WASHINGTON — Seeking to reach out to the younger audience, the US Army has launched a page on the world's largest social online network Facebook and Twitter, a free social messaging utility that has become an internet sensation.
"Young people today don't watch the evening news. They're friends [who] are sharing information through Twitter, or Facebook," Army spokeswoman Lindy Kyzer told Agence France Presse (AFP) on Tuesday, April 28.
"If we have no presence on those spaces, then we're not telling the army's story."
Kyzer said the Army's Online Social Media Division was created in March and its official Facebook page was launched last week.
She noted that the Facebook page, which now has more than 8,000 fans, has entries from wives of soldiers seeking advice from other military families, youth getting ready to enlist and veterans sending prayers to troops.
Founded in 2004, Facebook's membership was initially restricted to students of the Harvard University.
It was later expanded to other universities in the US and later to any student with a university email address from all over the world.
Facebook has grown to more than 70 million users worldwide to be the second social networking website after MySpace.
Twitter is a free social messaging utility for staying connected in real-time that has grown in popularity in recent months.
The US Navy's Pacific Command has its own Facebook page with plenty of photos.
General Ray Odierno, who commands US forces in Iraq, has a Facebook page with more than 5,000 friends.
The Air Force has also launched its Twitter service.
Restrictions
Kyzer believes that once the army re-taps into Twitter service it would attract more fans than Hollywood star Ashton Kutcher who has one million audience on the San Francisco micro-blogging service.
"If he has a million followers, why can't we?
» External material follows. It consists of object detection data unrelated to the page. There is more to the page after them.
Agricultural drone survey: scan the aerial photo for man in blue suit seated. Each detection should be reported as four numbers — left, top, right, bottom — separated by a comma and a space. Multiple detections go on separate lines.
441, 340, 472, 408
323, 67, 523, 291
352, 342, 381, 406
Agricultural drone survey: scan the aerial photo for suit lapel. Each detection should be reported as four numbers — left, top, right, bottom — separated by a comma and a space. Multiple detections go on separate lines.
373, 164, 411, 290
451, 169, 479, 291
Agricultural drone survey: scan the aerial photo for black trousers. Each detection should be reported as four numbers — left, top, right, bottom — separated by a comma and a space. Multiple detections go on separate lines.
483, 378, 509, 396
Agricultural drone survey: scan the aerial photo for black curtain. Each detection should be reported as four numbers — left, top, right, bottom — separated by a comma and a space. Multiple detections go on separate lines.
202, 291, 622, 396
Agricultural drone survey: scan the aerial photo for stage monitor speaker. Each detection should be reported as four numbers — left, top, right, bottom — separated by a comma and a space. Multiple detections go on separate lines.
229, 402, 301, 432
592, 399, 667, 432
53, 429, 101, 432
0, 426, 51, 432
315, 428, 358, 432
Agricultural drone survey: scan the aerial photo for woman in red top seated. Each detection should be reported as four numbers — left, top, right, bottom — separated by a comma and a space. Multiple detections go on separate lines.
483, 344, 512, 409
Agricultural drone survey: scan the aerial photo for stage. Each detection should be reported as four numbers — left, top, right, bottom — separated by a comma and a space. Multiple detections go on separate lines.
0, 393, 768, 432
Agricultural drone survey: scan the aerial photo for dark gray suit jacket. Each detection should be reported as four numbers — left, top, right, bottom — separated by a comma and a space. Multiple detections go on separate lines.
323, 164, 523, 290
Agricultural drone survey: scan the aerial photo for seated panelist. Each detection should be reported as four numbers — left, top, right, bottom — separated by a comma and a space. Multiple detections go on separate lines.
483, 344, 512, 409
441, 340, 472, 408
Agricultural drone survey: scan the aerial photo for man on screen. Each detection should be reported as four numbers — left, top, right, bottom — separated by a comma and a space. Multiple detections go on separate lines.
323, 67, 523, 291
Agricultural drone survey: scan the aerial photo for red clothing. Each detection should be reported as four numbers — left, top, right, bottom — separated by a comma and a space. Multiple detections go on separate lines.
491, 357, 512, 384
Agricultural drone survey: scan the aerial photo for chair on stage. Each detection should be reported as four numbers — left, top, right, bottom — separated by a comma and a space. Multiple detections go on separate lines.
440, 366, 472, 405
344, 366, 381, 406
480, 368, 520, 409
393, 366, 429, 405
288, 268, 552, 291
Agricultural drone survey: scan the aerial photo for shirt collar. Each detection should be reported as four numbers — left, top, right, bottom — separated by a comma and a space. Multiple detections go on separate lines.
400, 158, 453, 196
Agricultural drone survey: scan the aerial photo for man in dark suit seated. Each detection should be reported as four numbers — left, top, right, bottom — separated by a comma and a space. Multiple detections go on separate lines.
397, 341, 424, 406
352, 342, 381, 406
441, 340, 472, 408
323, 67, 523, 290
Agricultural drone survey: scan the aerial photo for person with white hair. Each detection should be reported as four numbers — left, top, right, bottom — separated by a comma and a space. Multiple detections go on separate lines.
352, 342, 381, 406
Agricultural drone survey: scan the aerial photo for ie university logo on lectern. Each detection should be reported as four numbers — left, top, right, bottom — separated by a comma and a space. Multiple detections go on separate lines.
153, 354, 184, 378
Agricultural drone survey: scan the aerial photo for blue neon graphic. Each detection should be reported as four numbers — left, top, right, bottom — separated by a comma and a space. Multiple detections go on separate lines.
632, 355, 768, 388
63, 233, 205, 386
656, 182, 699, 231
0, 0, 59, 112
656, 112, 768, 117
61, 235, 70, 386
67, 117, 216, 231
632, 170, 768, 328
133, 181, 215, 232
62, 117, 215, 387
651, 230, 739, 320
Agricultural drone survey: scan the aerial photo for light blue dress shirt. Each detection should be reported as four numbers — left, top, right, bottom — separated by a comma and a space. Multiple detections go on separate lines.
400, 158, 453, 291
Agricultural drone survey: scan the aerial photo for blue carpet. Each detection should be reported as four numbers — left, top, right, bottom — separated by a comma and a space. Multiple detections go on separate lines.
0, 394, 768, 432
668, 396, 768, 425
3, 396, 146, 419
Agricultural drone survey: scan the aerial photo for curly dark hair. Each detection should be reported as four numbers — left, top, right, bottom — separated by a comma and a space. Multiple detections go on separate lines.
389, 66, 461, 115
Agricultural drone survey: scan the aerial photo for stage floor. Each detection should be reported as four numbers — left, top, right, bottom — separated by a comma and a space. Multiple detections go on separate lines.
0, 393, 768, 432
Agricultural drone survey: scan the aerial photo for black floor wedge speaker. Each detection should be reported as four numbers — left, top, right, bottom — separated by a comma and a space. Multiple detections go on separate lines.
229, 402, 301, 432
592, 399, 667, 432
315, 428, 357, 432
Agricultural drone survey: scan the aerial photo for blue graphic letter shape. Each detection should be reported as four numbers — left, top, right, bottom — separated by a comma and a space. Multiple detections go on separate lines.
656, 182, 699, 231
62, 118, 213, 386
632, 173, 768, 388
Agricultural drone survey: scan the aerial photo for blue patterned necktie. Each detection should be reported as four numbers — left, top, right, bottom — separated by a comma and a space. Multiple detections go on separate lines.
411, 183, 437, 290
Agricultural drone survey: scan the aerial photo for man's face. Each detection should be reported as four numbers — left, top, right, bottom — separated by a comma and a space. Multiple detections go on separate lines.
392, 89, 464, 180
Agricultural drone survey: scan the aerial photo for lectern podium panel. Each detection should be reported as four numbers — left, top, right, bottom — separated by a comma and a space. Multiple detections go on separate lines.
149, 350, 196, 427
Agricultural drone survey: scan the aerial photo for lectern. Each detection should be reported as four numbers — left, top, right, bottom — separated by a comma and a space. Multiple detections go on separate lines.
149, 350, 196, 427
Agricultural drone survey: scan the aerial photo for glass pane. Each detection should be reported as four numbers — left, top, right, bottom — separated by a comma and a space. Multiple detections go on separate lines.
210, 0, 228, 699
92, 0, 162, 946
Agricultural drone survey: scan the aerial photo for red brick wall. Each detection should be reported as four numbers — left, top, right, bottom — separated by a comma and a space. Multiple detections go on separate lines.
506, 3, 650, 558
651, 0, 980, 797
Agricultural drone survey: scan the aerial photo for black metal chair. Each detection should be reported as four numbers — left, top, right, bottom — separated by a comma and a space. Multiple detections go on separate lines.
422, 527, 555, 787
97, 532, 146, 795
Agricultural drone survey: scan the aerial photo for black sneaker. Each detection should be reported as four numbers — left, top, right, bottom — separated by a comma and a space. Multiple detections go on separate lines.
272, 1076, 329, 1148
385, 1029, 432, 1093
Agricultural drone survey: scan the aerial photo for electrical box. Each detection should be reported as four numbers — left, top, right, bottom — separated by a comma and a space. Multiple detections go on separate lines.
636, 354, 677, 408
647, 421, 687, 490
We're the US Army."
The Army's Twitter effort has gotten off to a slow start with about 5,000 followers since its launch last year.
Many blame that on Pentagon computer security restrictions, set out in 2007, which limit soldiers' access to networking sites.
The rules bar soldiers in war zones, including Iraq or Afghanistan, from accessing Facebook or Twitter on computer networks at military bases.
They are also blamed for stifling blogging by soldiers from the battlefront, even as some senior commanders write blogs or maintain a Facebook page.
"It's unfortunate and makes things more difficult in the deployed environment, but we have great programs set up so that you have Internet cafes in deployed situations and things like that," Kyzer said.
But they argued that the rules only require that blogs are not written without the knowledge of superiors.
"If you're blogging in a deployed setting, as a soldier, writing as a soldier, you should let your commander know that.
"The commander needs to know what you're up to."